Currently, the company is fishing mackerel, and brought about 12,000 metric tons back to harbor in the past four weeks. Fishing has been good, but was challenging due to severe weather and storms in January and February so far, Anderson told IntraFish.

Prices are good for catching, at around £900 per metric ton, triggered by good market demand. Mackerel fishing will continue for another 10 days, Anderson said, before the blue whiting season kicks off, running to May.

In June, the company is moving on to herring, which will be processed over summer, and then vessels are switching back again to mackerel in September/October.

Anderson is also hopeful the ongoing mackerel talks will finally come to an end and that a deal with Iceland will be struck soon. "The indications are a deal is very close," he said. "It has to be done."

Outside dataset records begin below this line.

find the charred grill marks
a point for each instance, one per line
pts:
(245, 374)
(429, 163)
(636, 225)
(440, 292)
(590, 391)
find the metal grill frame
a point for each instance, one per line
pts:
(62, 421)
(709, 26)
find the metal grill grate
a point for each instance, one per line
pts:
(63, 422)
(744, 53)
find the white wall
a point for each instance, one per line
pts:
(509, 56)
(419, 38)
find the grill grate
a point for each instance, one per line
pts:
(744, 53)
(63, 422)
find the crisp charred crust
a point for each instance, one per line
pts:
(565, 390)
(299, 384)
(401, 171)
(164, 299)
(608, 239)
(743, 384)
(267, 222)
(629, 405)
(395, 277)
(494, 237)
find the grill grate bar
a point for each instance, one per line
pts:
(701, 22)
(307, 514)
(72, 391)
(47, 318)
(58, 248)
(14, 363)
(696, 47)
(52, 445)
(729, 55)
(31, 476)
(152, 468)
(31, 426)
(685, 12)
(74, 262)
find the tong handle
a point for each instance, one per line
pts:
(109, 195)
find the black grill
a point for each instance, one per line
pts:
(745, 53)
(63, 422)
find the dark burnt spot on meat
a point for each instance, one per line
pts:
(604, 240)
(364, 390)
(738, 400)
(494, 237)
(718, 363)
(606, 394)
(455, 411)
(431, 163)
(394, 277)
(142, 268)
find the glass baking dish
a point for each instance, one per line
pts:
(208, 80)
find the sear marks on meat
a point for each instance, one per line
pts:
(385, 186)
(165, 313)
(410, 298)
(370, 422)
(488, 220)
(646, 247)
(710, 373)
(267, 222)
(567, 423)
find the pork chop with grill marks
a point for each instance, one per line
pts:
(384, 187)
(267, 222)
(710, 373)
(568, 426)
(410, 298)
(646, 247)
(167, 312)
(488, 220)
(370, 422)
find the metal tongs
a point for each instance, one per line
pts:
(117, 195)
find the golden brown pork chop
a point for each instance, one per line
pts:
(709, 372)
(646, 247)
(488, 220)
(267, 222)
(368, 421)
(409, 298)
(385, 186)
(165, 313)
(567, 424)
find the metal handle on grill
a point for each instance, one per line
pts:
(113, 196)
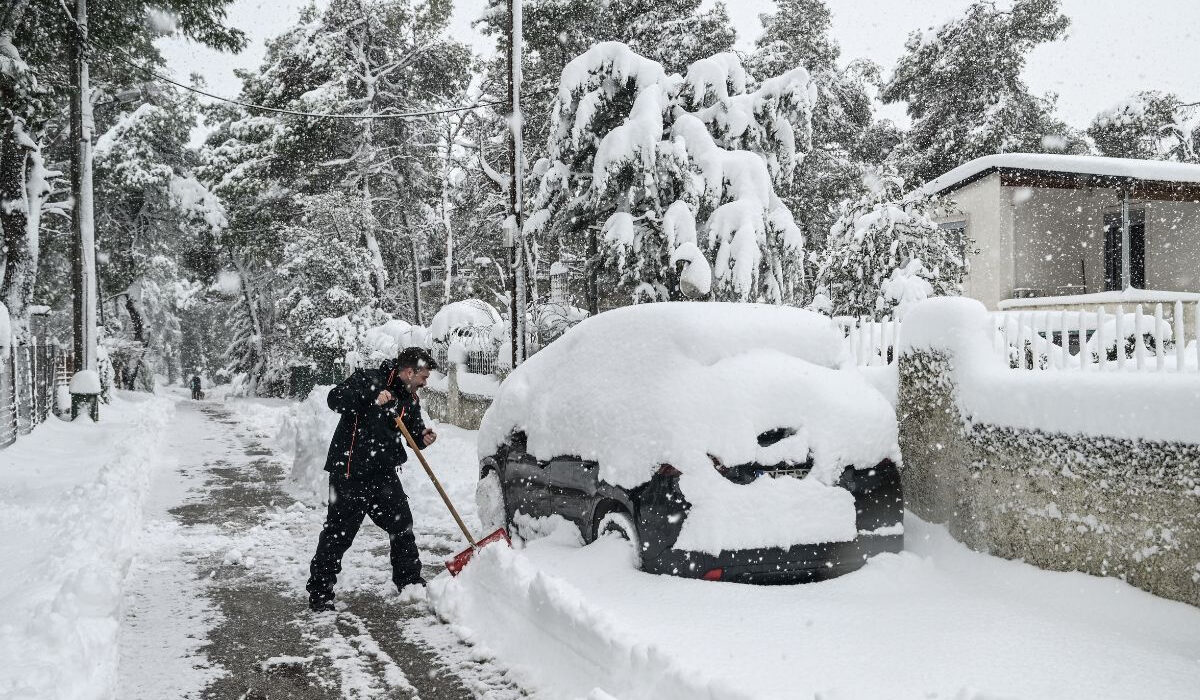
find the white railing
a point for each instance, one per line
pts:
(871, 342)
(1105, 340)
(1155, 340)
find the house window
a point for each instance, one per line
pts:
(1113, 250)
(957, 233)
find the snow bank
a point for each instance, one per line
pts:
(305, 431)
(462, 313)
(1128, 405)
(71, 497)
(939, 621)
(682, 383)
(557, 639)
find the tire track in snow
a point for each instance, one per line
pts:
(249, 544)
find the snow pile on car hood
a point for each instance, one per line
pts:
(673, 383)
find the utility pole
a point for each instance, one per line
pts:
(85, 382)
(1126, 273)
(514, 233)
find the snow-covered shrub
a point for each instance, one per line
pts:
(906, 287)
(877, 238)
(676, 175)
(469, 327)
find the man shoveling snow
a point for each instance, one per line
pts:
(366, 450)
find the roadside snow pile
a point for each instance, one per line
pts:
(304, 432)
(556, 638)
(1162, 406)
(937, 621)
(384, 342)
(71, 497)
(468, 312)
(684, 383)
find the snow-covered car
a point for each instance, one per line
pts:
(725, 441)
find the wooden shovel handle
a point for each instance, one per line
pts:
(437, 484)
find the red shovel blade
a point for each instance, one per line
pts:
(461, 558)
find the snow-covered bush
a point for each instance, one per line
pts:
(868, 264)
(906, 287)
(469, 329)
(676, 175)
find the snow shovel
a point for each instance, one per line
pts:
(462, 558)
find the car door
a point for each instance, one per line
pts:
(573, 490)
(525, 482)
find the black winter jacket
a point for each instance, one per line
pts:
(367, 442)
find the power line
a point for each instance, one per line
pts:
(297, 113)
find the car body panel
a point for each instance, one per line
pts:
(570, 488)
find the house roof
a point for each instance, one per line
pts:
(1146, 179)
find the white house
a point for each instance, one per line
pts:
(1048, 231)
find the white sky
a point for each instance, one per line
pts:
(1113, 49)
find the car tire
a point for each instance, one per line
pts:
(619, 524)
(490, 502)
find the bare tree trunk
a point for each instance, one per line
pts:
(250, 299)
(22, 237)
(591, 270)
(378, 273)
(445, 214)
(417, 280)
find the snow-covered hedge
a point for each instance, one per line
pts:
(71, 500)
(1068, 471)
(1121, 405)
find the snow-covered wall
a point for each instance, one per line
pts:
(1096, 473)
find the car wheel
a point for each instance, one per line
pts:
(619, 524)
(490, 502)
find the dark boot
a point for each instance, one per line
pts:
(321, 603)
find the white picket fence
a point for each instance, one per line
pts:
(1155, 340)
(871, 342)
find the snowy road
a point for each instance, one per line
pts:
(215, 603)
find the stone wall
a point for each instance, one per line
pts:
(455, 406)
(1125, 508)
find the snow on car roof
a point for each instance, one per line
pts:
(675, 382)
(1138, 169)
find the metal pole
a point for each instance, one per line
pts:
(515, 238)
(83, 221)
(1125, 240)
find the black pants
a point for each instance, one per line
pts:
(381, 497)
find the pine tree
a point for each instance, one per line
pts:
(237, 165)
(672, 178)
(1149, 125)
(328, 294)
(876, 241)
(150, 213)
(35, 88)
(964, 90)
(798, 34)
(366, 57)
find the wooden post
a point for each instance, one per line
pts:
(83, 258)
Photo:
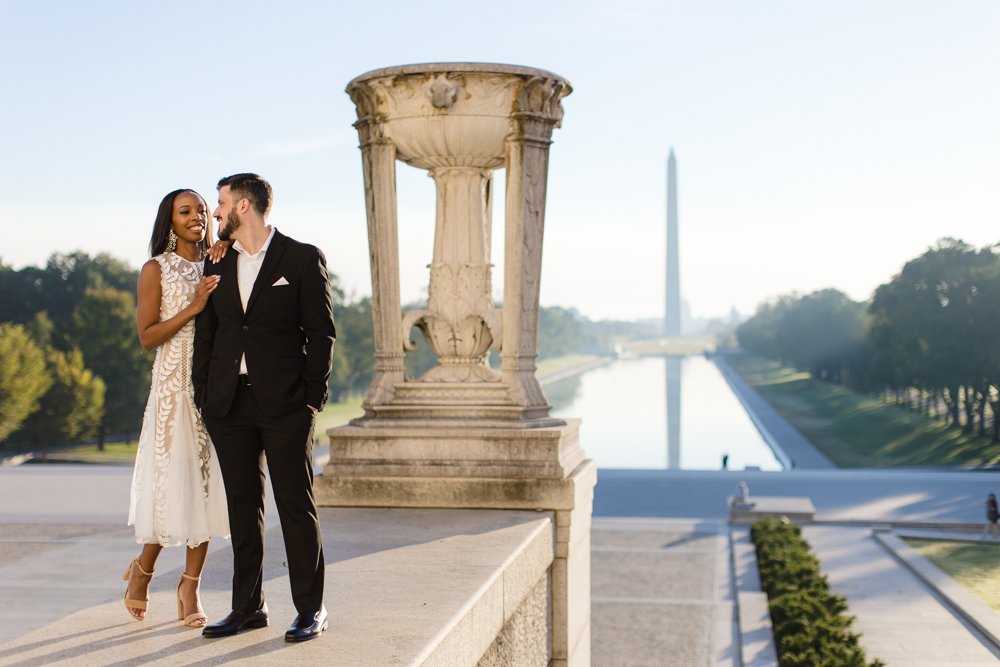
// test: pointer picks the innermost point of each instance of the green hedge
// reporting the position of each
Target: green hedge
(811, 626)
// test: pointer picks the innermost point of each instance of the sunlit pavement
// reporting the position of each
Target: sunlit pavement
(660, 555)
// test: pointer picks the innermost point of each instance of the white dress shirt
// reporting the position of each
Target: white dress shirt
(247, 270)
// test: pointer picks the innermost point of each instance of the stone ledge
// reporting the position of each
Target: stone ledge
(411, 587)
(967, 605)
(796, 508)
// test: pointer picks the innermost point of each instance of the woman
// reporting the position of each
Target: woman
(177, 492)
(992, 514)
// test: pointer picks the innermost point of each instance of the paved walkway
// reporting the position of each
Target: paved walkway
(790, 446)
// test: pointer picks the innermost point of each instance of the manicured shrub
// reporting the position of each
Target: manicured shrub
(811, 625)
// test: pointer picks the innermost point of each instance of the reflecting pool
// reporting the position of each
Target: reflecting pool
(661, 413)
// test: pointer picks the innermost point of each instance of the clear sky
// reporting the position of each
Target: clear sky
(819, 143)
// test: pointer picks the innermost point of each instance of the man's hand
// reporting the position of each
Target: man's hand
(202, 292)
(218, 250)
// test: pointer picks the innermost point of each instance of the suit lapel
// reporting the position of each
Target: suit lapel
(267, 270)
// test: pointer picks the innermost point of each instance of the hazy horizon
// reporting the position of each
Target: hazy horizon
(818, 145)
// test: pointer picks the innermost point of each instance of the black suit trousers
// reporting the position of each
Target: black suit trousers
(243, 439)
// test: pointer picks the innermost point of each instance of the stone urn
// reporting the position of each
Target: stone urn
(460, 122)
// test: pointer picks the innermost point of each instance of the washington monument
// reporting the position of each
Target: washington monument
(672, 309)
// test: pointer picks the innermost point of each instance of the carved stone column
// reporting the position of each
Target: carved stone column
(538, 112)
(463, 434)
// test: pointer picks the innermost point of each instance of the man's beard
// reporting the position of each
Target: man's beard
(232, 224)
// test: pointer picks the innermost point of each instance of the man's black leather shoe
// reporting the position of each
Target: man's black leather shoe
(237, 622)
(307, 626)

Sunday, Feb. 9, 11.49 a.m. C.E.T.

EU 'regulations jungle'

"What belongs on the label?," asked Matthias Keller, managing director at the association and vice president of the European Federation of National Organisations of Importers and Exporters of Fish (CEP), kicking off a presentation this morning in an effort to provide some guideposts on how to handle the new EU 'regulation jungle.'

The introduction of new labeling rules as part of the new EU law on food information to consumers, and the new Common Market Organization (CMO) has stirred up some displeasure among seafood processors in recent months.

"It is nuts," Keller described the new labeling rules. "But you'll have to be prepared." As he went on describing new rules on how to label species names, origins, net weight, type of fishing, and even voluntary labeling rules, it became obvious there is more confusion than clarity.

"You'll have to do your homework," Keller said. He suggested to best combine the read with a bottle of red wine. "You'll need that," he said.


Sunday, Feb. 9, 10.43 a.m. C.E.T.

Where's the business?

Seafood shows all over the world are usually crawling with Chinese booths, but Bremen is different: Dalian-based Binyin Food International is actually the only Chinese exhibitor at this year's show.

Qu Bin, managing director at the firm is laughing it off, simply saying "it's a small show." He's mainly here to meet clients from Poland, Estonia and Latvia, as he told IntraFish, but he is hopeful to perhaps fetch a few new business contacts too.

"Germany is a difficult market," he said. The company is processing and selling Russian Alaska pollock, as well as mackerel, which makes up about 90 percent of its exports to Europe. It also sells squid and shellfish products.

In the future, Bin hopes, it will expand further to eastern European countries, which have slightly different expectations to quality standards. "They don't always ask for Marine Stewardship Council (MSC)-certified products, and fish can be treated and glazed," he said -- in contrast to Germany.


Sunday, Feb. 9, 9.15 a.m. C.E.T.

Off to a gray start

The Hanseatic city of Bremen, in northwestern Germany, is only slowly waking up to this gray Sunday morning but for the next three days the cold winter weather will be forgotten, as the 14th fish international fair is kicking off at the city's exhibition center.

Around 100 exhibitors from Germany and abroad will showcase their products, and the show floor will be buzzing with seafood execs, foodservice clients, fisheries managers, all taking the opportunity to inform, network and discuss.

IntraFish will be at the talks and exhibition, asking key industry players about the newest tech, R&D and market trends to keep you up to date on this blog.